Attached is the model diagram, I hope experienced expert partners can answer questions and doubts, thank you~

Hello Urnotcoward,

It seems you are trying to combine Random Forests with Neural Networks. This is possible, but there are some caveats. The two most important ones are:

  1. Random Forests will not propagate loss gradients (at least not the native version). It means that Neural Networks located before a random forest cannot be trained with backpropagation (“dense” and “dense_1” in your example) . The solution is generally to pre-train those Neural Networks or to add a secondary path for the gradient to propagate.

You are mentioning that the Random Forests work well. Therefore, I assume you are maybe pre-training those parts (the input looks like an image). A third solution is to rely on the random initialization of Neural Networks: Those are essentially random projections and they can sometimes produce some results (but there are better ways to do it).

  1. Random Forests do not train with loss gradients. It does not seem to be an issue in your diagram, but it is important to be aware of that.

Note that those two points are discussed in detail in the Model composition colab.

About your model specifically, there might be different things happening, and different solutions. Let me go through some initial ideas:

  1. Always start simple (e.g. just the Random Forests + one layer) and add complexity progressively (one layer at a time). Keep in mind that the more complex your networks (e.g. with attention mechanisms), the more complex it is to train.

  2. Make sure you are pre-training “dense” and “dense_1”. If not, remove them.

  3. Each random forest outputs a single value (likely a probability?). All the networks after the random forests are only depending on those two values. This is a very strong data bottleneck, and it is unlikely that those networks will learn much. The correct solution here depends on what you try to achieve (the diagram looks a little bit like a two-towers model). Can you give more details?

1 Like

Let add a couple of suggestions in addition to Mathieu’s suggestion:

  • Pre-train the two random forests, as likely you are already doing, and then concatenate their outputs to the original inputs (shaped (none, 150) and (None, 768)), so you’ll have a tensor shaped (None, 2 + 150 + 768) and then feed that to a FNN.

If I’m not misunderstanding your plot I think there is something problematic with the m3_vec and m4_vec dense layers: their input has a dimension of 1, and expanding them to 200 won’t really do anything … there is not “enough information” in 1 float (a probability) to occupy a vector of 200 floats so to say (it’s not that the probability has many modes that the various values of Dense would separate).

Also I don’t think the attention layer will help there: the attention is good for sequences (text), or unordered sets of things, but not necessarily things that have a specific position (meaning something learned for position 1 is different than something learned for position 2): you can just use normal dense layers.

Good luck, sounds like an interesting project.

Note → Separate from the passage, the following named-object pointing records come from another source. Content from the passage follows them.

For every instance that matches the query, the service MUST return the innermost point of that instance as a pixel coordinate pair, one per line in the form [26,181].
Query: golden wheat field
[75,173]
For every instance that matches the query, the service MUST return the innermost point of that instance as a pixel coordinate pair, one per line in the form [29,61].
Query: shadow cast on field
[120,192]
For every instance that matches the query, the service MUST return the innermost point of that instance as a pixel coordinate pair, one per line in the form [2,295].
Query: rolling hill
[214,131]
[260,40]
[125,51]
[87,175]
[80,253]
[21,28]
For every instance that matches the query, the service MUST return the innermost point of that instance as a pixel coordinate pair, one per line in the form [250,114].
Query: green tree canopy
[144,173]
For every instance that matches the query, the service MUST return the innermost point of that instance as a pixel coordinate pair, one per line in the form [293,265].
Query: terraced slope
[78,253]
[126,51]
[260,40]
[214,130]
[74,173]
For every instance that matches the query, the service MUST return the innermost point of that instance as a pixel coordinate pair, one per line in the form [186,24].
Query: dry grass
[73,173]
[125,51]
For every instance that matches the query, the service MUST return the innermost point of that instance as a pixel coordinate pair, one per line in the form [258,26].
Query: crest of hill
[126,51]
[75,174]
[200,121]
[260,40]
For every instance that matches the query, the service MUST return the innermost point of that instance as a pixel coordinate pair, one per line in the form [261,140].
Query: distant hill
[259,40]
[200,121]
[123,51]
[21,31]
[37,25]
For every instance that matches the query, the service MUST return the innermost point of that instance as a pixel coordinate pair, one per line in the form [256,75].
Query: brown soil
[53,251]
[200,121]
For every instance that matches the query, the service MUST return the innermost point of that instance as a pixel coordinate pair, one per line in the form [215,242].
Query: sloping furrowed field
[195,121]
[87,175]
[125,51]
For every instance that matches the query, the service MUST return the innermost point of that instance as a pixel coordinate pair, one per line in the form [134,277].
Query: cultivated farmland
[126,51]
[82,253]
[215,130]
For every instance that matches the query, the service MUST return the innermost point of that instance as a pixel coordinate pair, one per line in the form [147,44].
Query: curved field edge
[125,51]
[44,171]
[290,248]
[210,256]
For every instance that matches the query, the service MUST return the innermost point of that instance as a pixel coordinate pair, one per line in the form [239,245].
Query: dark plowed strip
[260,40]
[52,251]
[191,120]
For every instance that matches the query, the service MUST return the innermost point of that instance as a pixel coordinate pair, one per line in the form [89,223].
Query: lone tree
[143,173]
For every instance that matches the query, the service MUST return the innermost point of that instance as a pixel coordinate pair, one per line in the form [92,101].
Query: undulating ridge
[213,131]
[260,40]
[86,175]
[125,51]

Btw, we have in the works a differentiable DF implementation, but it will take a couple of months still.

Hello Mathieu,
Thank you very much for your attention and suggestions. I didn’t expect you to pay attention to my problem for the first time and I’m really happy.
I did refer to the model fusion of random forest and neural network you mentioned. My purpose is to use the random forest model for feature fusion after encoding the same set of data with two vectors to achieve better results.
Through your suggestion, I started from a simple one, first fused two sets of vectors and then input them into random forest for training, the effect is about 1.6% higher than the previous single layer, without adding attention mechanism and other complicated things, Really surprised!
In addition, I found that my original error was due to the fusion in the decision layer, which is an invalid method. The difference between random forest and neural network is that it will directly output the classification results, and it is meaningless to fuse the output results.
Thank you again, and I hope you can exchange and discuss any questions in the future.

Hello Jan,
Thank you very much for your addition, you mentioned a very important point, it doesn’t make any sense to expand the output of random forest from 1 to 200, it is true, I didn’t figure it out before.
My solution is to fuse the features before entering the random forest. There are some optimizations in the initial stage, which is really amazing!
It is indeed a difficult and complicated job. We have worked hard for a long time, and hope that everything will go well in the follow-up.
What you mentioned you are working on differentiable DF implementation sounds great! I wish you all the best and look forward to seeing the results of your research soon!